UDF implementation and considerations for hive

Source: Internet
Author: User

Hive itself Query Language hql can complete most of the functions, but encountered special needs, it is necessary to write their own UDF implementation. The following is a complete case.

1. Writing UDFs in Eclipse

The ① project adds hive to all the jar packages under Lib and share under Hadoop-common-2.5.1.jar in Hadoop (Hadoop is now the latest version number 2.5.1).
②udf class to inherit the Org.apache.hadoop.hive.ql.exec.UDF class. class to implement the Evaluate.

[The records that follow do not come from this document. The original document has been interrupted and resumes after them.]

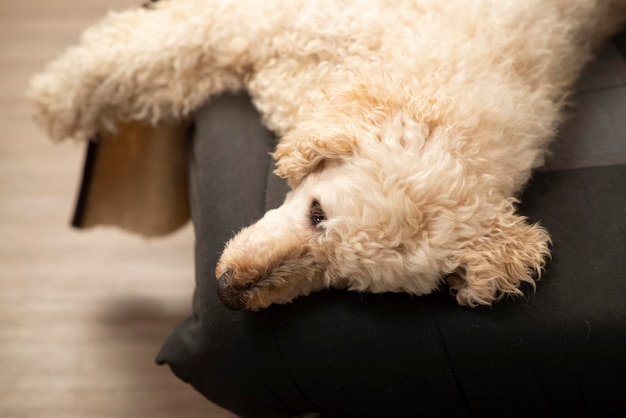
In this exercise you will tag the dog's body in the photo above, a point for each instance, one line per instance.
(407, 128)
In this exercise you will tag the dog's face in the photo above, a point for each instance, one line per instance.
(344, 225)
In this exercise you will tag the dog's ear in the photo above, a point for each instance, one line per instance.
(495, 264)
(302, 151)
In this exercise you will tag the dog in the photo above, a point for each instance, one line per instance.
(407, 128)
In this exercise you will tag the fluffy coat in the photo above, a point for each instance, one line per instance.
(407, 128)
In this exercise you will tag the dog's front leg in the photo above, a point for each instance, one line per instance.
(152, 65)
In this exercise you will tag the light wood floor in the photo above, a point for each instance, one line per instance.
(82, 314)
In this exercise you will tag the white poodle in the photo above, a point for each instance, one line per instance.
(407, 128)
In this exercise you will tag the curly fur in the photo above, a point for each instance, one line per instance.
(414, 124)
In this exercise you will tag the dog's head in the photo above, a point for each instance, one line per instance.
(379, 203)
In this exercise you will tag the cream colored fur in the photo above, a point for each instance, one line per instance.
(414, 124)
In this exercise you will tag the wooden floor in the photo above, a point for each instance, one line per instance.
(82, 314)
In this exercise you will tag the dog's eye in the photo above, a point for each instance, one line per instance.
(316, 214)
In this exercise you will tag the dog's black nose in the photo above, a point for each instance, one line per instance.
(232, 297)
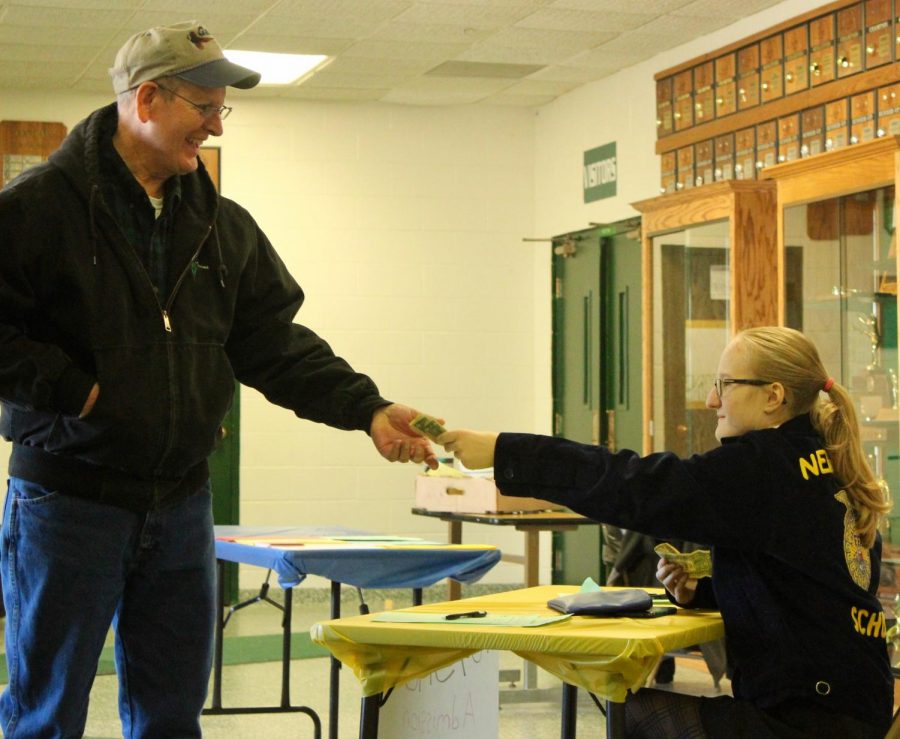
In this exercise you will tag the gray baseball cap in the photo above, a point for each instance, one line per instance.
(185, 50)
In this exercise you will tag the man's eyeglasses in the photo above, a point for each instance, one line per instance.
(720, 383)
(207, 111)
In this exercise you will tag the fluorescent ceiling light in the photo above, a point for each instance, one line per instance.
(278, 69)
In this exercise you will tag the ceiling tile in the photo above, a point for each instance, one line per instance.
(584, 20)
(380, 49)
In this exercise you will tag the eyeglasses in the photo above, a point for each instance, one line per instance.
(720, 383)
(207, 111)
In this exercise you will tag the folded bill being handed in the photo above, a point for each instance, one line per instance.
(697, 563)
(428, 426)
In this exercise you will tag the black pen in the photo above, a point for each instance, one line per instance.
(467, 614)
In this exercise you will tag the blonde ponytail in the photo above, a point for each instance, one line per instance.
(786, 355)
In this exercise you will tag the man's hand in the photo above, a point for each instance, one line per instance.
(396, 441)
(475, 449)
(676, 580)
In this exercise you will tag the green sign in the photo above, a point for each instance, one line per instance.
(599, 173)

When we use our own UDF in Hive, Hive invokes the Evaluate method in the class to implement a specific function
③ Export the project as a jar file.
Note: The JDK for the project is consistent with the JDK of the cluster.


Detailed Examples:

Package com.zx.hive.udf;
Import Org.apache.hadoop.hive.ql.exec.UDF;
public class Udftestlength extends udf{public    Integer Evaluate (String s)    {        if (s==null)        {            return null;        } else{            return s.length ();}}    
To make the above class into a jar, I use Eclipse to export directly to the Test-udf.jar package. Then put it in the/root folder.



2. Define the function call procedure yourself :

① Add jar package (run in hive command line)
hive> add Jar/root/test-udf.jar;

② creates a temporary function that is invalidated when the Hive command line is closed.
Hive> Create temporary function testlength as ' com.zx.hive.udf.UdfTestLength ';

③ Call
Hive> Select ID, name, testlength (name) from student;

④ saving query results to HDFs

hive> CREATE table result row format delimited fields terminated by ' \ t ' as select ID,testlength(Nation) from Student

(Reprint Please specify, many other contents see:http://blog.csdn.net/hwwn2009/article/details/41289197)

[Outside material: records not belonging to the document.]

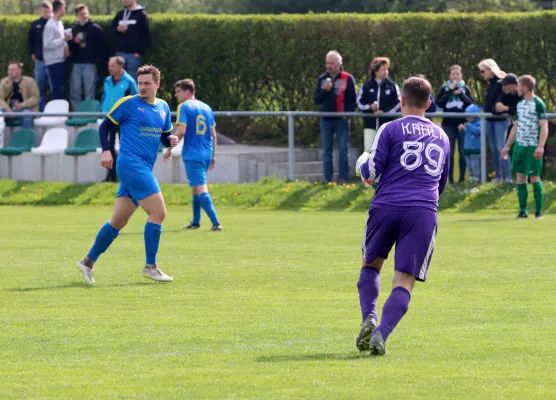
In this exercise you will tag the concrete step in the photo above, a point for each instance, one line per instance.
(308, 167)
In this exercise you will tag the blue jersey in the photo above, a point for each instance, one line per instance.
(199, 119)
(141, 126)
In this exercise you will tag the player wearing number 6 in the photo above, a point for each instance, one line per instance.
(195, 124)
(408, 162)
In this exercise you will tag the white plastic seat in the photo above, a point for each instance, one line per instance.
(55, 140)
(53, 106)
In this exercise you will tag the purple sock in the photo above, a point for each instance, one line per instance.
(394, 309)
(369, 288)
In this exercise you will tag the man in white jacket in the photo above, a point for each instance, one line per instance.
(55, 49)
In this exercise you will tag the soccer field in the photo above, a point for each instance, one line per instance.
(268, 308)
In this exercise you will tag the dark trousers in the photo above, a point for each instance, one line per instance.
(57, 76)
(112, 176)
(456, 136)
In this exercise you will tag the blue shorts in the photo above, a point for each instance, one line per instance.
(196, 172)
(412, 230)
(136, 183)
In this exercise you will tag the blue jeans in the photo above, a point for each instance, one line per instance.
(456, 136)
(57, 74)
(496, 136)
(328, 128)
(83, 79)
(474, 165)
(41, 77)
(132, 63)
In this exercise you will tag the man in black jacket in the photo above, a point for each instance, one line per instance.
(335, 92)
(496, 128)
(455, 96)
(34, 44)
(132, 35)
(87, 49)
(378, 95)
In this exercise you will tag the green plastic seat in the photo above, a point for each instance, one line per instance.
(87, 142)
(13, 122)
(22, 142)
(84, 106)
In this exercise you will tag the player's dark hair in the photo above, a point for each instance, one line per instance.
(57, 5)
(417, 92)
(528, 81)
(377, 63)
(149, 69)
(80, 7)
(185, 85)
(14, 62)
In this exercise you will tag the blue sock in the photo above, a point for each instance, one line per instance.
(206, 203)
(152, 241)
(104, 239)
(196, 210)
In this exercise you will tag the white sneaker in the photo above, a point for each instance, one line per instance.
(88, 273)
(154, 273)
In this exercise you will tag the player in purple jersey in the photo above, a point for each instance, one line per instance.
(408, 163)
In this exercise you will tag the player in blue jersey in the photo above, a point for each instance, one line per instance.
(145, 122)
(408, 162)
(195, 124)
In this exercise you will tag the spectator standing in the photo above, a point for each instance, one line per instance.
(56, 50)
(472, 143)
(496, 127)
(335, 92)
(87, 49)
(132, 35)
(378, 95)
(34, 44)
(508, 99)
(455, 96)
(119, 84)
(19, 93)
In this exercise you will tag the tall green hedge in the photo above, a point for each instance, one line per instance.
(272, 62)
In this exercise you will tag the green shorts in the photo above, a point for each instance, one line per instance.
(523, 161)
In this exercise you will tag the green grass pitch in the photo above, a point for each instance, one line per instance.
(268, 309)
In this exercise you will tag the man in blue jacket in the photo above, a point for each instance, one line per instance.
(119, 84)
(335, 92)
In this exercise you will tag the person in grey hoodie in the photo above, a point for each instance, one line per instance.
(56, 50)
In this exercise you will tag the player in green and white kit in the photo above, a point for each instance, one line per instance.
(530, 131)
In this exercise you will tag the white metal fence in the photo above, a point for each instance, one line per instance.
(291, 115)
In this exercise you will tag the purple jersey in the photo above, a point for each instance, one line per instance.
(409, 162)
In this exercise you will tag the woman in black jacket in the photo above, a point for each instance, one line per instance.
(378, 95)
(455, 96)
(495, 128)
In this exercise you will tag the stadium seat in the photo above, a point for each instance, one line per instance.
(54, 141)
(87, 142)
(58, 106)
(85, 106)
(21, 142)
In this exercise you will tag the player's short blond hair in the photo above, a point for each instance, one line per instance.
(149, 69)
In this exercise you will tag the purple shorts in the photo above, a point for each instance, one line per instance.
(412, 230)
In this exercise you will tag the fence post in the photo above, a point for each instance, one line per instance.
(483, 149)
(291, 156)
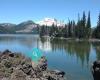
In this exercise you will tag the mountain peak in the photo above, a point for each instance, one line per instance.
(50, 22)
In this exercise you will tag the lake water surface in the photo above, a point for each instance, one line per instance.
(75, 58)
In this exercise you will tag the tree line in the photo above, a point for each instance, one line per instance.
(81, 29)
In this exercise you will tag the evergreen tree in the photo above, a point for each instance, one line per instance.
(96, 32)
(83, 26)
(88, 26)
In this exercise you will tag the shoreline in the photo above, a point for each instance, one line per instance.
(15, 66)
(74, 39)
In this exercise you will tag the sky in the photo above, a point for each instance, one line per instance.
(16, 11)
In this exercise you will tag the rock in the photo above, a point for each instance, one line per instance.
(18, 75)
(11, 54)
(96, 70)
(15, 66)
(6, 52)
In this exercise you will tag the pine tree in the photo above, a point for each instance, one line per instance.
(88, 26)
(97, 32)
(83, 26)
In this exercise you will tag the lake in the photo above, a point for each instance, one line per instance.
(75, 58)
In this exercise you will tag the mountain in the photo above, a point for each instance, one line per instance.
(50, 22)
(24, 27)
(6, 28)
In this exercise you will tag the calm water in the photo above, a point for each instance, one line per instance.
(74, 58)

3, the problem encountered:

① need to refer to a third-party package in two ways:

1) When executing hive hql, manually add the jar package required by the UDF via the Add statement: Add Jar/root/***.jar (Test pass).
2) Install Eclipse plugin: Fatjar (test pass)

Online installation Fatjar:
Eclipse Menu bar Help >software updates >search for new features to install>new update site>
Fill in the name and URL
Name: Write a fat bar at random
URL: This is the address input for the Fat jar Http://kurucz-grafika.de/fatjar

To use the Fatjar packaging method:



② program needs to read external resources

First, the external resource is added before the UDF executes, and the command add file [file] is used for a temporary registration in hive.
The file address that is called internally in the UDF is represented directly by the local file address.

For example: String filepath = "/home/dev/test/test.txt", after uploading to hive. The external file address only needs to be changed to string filepath = "./test.txt";

(Reprint Please specify, many other contents see:http://blog.csdn.net/hwwn2009/article/details/41289197)

UDF implementation and considerations for hive

Contact Us

The content source of this page is from Internet, which doesn't represent Alibaba Cloud's opinion; products and services mentioned on that page don't have any relationship with Alibaba Cloud. If the content of the page makes you feel confusing, please write us an email, we will handle the problem within 5 days after receiving your email.

If you find any instances of plagiarism from the community, please send an email to: info-contact@alibabacloud.com and provide relevant evidence. A staff member will contact you within 5 working days.

A Free Trial That Lets You Build Big!

Start building with 50+ products and up to 12 months usage for Elastic Compute Service

  • Sales Support

    1 on 1 presale consultation

  • After-Sales Support

    24/7 Technical Support 6 Free Tickets per Quarter Faster Response

  • Alibaba Cloud offers highly flexible support services tailored to meet your exact needs.